To label or not… ‘Natasha’s law’
If you have a food allergy, you know how important it is to know not only what’s in your food but how it was prepared. Similarly, if you’re a parent to a child with allergies, you know how frightening it is to send them off into environments where they could be exposed to allergens that could harm them or worse.
Only this afternoon my wife and I hosted a birthday party for our son, and at the end had to give due consideration to a couple of his friends who have intolerance to specific foods, to the point that one always carries an EpiPen.
Food labeling legislation has been around for some time, yet injuries, and their associated lawsuits, have still occurred. That’s why the UK introduced what is colloquially known as 'Natasha’s law’, and officially as The UK Food Information Amendment on the 1st October. The law is named after Natasha Ednan-Laperouse, a teenage girl who died in 2016. Natasha’s story made headlines after she bought a prepackaged baguette sandwich at Heathrow airport and suffered a fatal allergic reaction to one of its ingredients. Natasha was allergic to sesame seeds and even though she studied the baguette’s labeling, it included no mention of this specific allergen for Natasha. At the time, there were no strict labeling requirements for allergens, and it wasn’t disclosed that sesame seeds were baked into the baguette of the sandwich.

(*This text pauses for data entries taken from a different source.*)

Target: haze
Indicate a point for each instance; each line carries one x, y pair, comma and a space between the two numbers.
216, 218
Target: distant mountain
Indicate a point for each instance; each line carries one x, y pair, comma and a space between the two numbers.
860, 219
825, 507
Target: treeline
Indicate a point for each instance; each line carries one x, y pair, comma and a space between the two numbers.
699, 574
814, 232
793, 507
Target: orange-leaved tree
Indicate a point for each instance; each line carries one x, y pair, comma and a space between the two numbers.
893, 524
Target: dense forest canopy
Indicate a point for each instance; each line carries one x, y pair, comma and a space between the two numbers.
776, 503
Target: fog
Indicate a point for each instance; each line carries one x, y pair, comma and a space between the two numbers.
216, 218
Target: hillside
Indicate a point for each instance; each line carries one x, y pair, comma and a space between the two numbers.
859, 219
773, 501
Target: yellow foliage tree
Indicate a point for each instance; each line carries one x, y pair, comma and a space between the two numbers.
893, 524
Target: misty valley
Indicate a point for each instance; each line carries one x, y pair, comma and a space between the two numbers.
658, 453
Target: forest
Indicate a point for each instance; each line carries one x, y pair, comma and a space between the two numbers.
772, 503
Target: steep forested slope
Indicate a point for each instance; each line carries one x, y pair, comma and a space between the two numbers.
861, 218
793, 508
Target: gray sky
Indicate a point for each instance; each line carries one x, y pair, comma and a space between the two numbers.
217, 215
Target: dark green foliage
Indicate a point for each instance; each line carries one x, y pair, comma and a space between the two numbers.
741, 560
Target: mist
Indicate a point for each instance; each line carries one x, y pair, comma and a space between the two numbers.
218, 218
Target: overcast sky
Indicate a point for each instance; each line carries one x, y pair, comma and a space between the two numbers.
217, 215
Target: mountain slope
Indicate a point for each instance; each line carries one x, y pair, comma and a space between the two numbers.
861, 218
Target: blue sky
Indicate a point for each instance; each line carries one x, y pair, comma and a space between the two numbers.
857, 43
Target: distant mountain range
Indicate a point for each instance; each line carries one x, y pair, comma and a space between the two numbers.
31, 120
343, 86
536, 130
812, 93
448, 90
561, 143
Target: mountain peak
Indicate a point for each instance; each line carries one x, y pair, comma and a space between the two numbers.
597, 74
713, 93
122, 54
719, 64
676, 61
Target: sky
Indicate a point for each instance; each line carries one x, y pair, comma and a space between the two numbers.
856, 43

In response the UK Food Standards Agency (FSA) has agreed new legislation to prevent future fatalities and injuries, hence Natasha’s law. The new legislation applies to food that has been prepacked, whether on premises or by suppliers. It only affects food businesses in the UK (and the associated suppliers selling prepacked food in the UK).
This all makes perfect sense on one hand, but on another screams of the sublime to the ridiculous, and something that I struggle to get to grips with. Where have all of these allergies come from? How did my generation and that of my parents’ survive childhood and beyond? What is happening in society now that makes individuals more vulnerable, or did this sort of horrendous outcome occur in the past and nobody understood what was happening or why?
Nut allergies in particular have been extensively reported over the last few years to the degree that no nuts are allowed on planes or in schools, and that kind of makes sense where they could be ‘hidden’ as part of an ingredient, but last week at the cheese counter in my local supermarket I was confronted with stickers to explain that the cheese I was about to buy may contain milk! Where has common sense gone?
The upshot of all of this is that food manufacturers and brands are now facing huge scrutiny, risk and cost to ensure that they comply with the new law or face unimaginable consequences. This law, whilst on one hand totally ethical and just has far-reaching responsibilities and consequences that cannot easily be quantified, but must surely lead to food inflation at a time when we are regularly told how the average man in the street is struggling to keep up as the ‘rich: poor’ divide continues to widen.
I don’t really know how to comment on this new bit of legislation and the corresponding responsibilities, but one thing is certain is that I struggle to comprehend the magnitude of it all and have sympathy for those having to manage it, whilst ultimately knowing that the law has been carefully written and sympathetically introduced to save lives and so has to be right.